7.13. Use Elastic Fabric Adapter/Elastic Network Adapter for better performance#

“In order to make the most of the available network bandwidth, you need to be using the latest Elastic Network Adapter (ENA) drivers (available in the latest Amazon Linux, Red Hat 7.6, and Ubuntu AMIs, and in the upstream Linux kernel) and you need to make use of multiple traffic flows. Flows within a Placement Group can reach 10 Gbps; the rest can reach 5 Gbps. When using multiple flows on the high-end instances, you can transfer 100 Gbps between EC2 instances in the same region (within or across AZs), S3 buckets, and AWS services such as Amazon Relational Database Service (RDS), Amazon ElastiCache, and Amazon EMR.”

The above was quoted from the following link:

C5n Instances

Elastic Fabric Adapter for HPC systems

“EFA is currently available on c5n.18xlarge, c5n.9xlarge, c5n.metal, i3en.24xlarge, i3en.metal, inf1.24xlarge, m5dn.24xlarge, m5n.24xlarge, r5dn.24xlarge, r5n.24xlarge, p3dn.24xlarge, p4d, m6i.32xlarge, m6i.metal, c6i.32xlarge, c6i.metal, r6i.32xlarge, and r6i.metal instances.”

What are the differences between an EFA ENI and an ENA ENI?

“An ENA ENI provides traditional IP networking features necessary to support VPC networking. An EFA ENI provides all the functionality of an ENA ENI, plus hardware support for applications to communicate directly with the EFA ENI without involving the instance kernel (OS-bypass communication) using an extended programming interface. Due to the advanced capabilities of the EFA ENI, EFA ENIs can only be attached at launch or to stopped instances.”

Q: What are the pre-requisites to enabling EFA on an instance?

“EFA support can be enabled either at the launch of the instance or added to a stopped instance. EFA devices cannot be attached to a running instance.”

Elastic Fabric Adapter for Tightly Coupled Workloads

Quoted from the above link.

“An EFA can still handle IP traffic, but also supports an important access model commonly called OS bypass. This model allows the application (most commonly through some user-space middleware) access the network interface without having to get the operating system involved with each message. Doing so reduces overhead and allows the application to run more efficiently. Here’s what this looks like (source):”

“The MPI Implementation and libfabric layers of this cake play crucial roles:”

“MPI – Short for Message Passing Interface, MPI is a long-established communication protocol that is designed to support parallel programming. It provides functions that allow processes running on a tightly-coupled set of computers to communicate in a language-independent way.”
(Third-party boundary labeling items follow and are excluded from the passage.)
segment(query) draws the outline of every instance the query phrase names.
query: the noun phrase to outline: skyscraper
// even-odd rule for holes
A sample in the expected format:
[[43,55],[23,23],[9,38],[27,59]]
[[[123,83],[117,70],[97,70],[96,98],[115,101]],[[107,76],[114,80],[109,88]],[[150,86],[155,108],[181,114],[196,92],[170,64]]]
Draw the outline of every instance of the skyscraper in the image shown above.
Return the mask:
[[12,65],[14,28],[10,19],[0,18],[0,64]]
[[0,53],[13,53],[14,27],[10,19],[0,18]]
“libfabric – This library fits in between several different types of network fabric providers (including EFA) and higher-level libraries such as MPI. EFA supports the standard RDM (reliable datagram) and DGRM (unreliable datagram) endpoint types; to learn more, check out the libfabric Programmer’s Manual. EFA also supports a new protocol that we call Scalable Reliable Datagram; this protocol was designed to work within the AWS network and is implemented as part of our Nitro chip.”

“Working together, these two layers (and others that can be slotted in instead of MPI), allow you to bring your existing HPC code to AWS and run it with little or no change.
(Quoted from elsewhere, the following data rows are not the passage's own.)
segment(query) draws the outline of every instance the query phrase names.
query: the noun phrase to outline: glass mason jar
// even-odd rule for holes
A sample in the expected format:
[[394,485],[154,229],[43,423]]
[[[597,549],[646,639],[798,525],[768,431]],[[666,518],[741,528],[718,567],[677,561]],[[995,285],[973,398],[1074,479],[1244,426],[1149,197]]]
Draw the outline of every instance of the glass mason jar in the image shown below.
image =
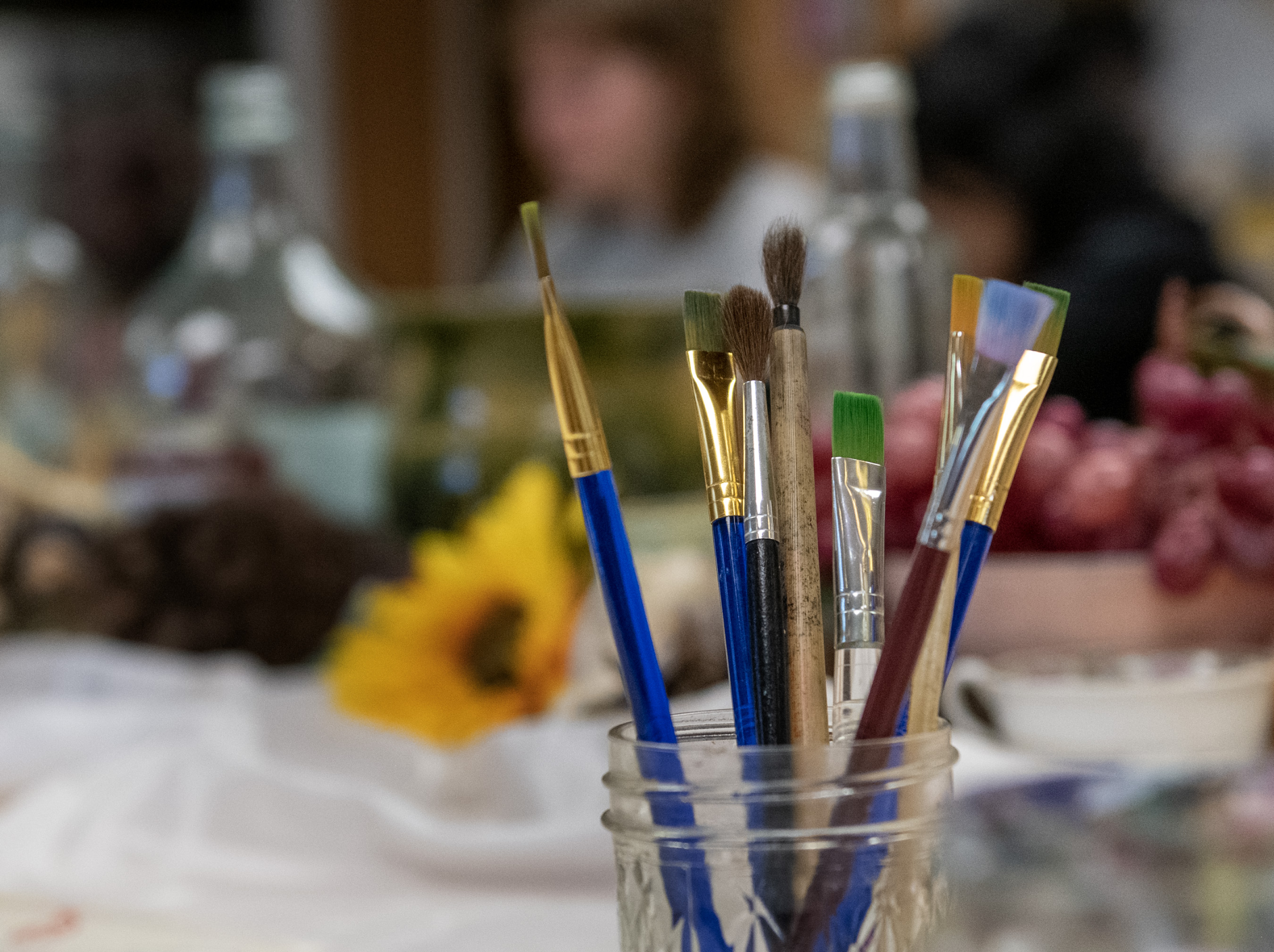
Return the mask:
[[603,823],[624,952],[917,949],[950,729],[827,747],[736,747],[730,711],[673,719],[679,744],[610,732]]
“You can use EFA today on c5n.18xlarge and p3dn.24xlarge instances in all AWS regions where those instances are available. The instances can use EFA to communicate within a VPC subnet, and the security group must have ingress and egress rules that allow all traffic within the security group to flow. Each instance can have a single EFA, which can be attached when an instance is started or while it is stopped.”

“You will also need the following software components:”

“EFA Kernel Module – The EFA Driver is in the Amazon GitHub repo; read Getting Started with EFA to learn how to create an EFA-enabled AMI for Amazon Linux, Amazon Linux 2, and other popular Linux distributions.”

“Libfabric Network Stack – You will need to use an AWS-custom version for now; again, the Getting Started document contains installation information. We are working to get our changes into the next release (1.8) of libfabric.”

“Note the parallel cluster deplopyment takes care of setting this up for you.”